All things considered, Entourage creator Doug Ellin has had a pretty charmed career. After all, he got seven years out of a show in which basically every problem was solved by Kanye West showing up with a private plane and saying, “I heard you guys need a ride.” Ellin even beat the Community special by making eight seasons and a movie —even if he admits that that movie was a little disappointing. It’s the kind of success that one of his characters would dream of and then attain. So it should come as no surprise that he spent a good chunk of an interview with Yahoo! complaining about a retroactive backlash towards the show spurred by, you guessed it, “PC culture.”
He’s not entirely off base. Entourage was a really successful, critically acclaimed show that, like nearly every other comedy ever produced, fails to stand the test of time for some viewers. “I don’t think Entourage was this vulgar boy-fest that people like to paint it as now,” Ellin told Yahoo Entertainment. “When we came out, the New York Times said we were the smartest show on television! If we did reboot the show, it’s not that I would make it any more PC, but I would write it to the best of my abilities to reflect the reality of the world right now.”

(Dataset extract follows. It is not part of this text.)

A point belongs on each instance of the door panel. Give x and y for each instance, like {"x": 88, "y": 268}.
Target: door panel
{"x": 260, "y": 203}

Ellin sees his show as an “extremely realistic depiction” of Hollywood at the time, and modern audiences should like the show because of that. While he believes Entourage was ultimately about family and friends, and not wearing aviators and banging models or whatever, he says an “overcorrection” happened (which usually means #MeToo), and there’s no space to create art like Entourage without being “judged so harshly.”
He also compares his show to The Sopranos, which seems to garner new fans every year. He says that he doesn’t understand why the murderous New Jersey gangsters get a pass (answer: The Sopranos is critical of its characters and, at the very least, attempts to deglamorize them). “Nobody says that about The Sopranos, where they murder people, that maybe we should readdress whether murdering people on TV is OK.” He goes on to blame “a wave of righteous PC culture” at HBO that’s preventing him from getting another show and preventing Entourage from being included in “must-see comedy” lists on streaming platforms. “For a while, we were hiding in, like, ‘wish-fulfillment shows,’” he said. “We were nominated for the Emmys or the Golden Globes almost every single year, so to not put us on the must-see comedy list was pretty bizarre.”
If you’re saying to yourself, “Doug, please stop. Just move on from this.” Well, he’s tried, and apparently “PC culture”’s retroactive backlash is stopping him. “I did a pilot with Michael Imperioli, Michael Rappaport and Ed Burns that [HBO] passed on, which I’ll never forgive them for,” he said. Whether they thought it was good or not, I earned my chance to have a second shot, and they put some other pretty crappy shows on [instead].” We can only assume that one of those shows was Ballers.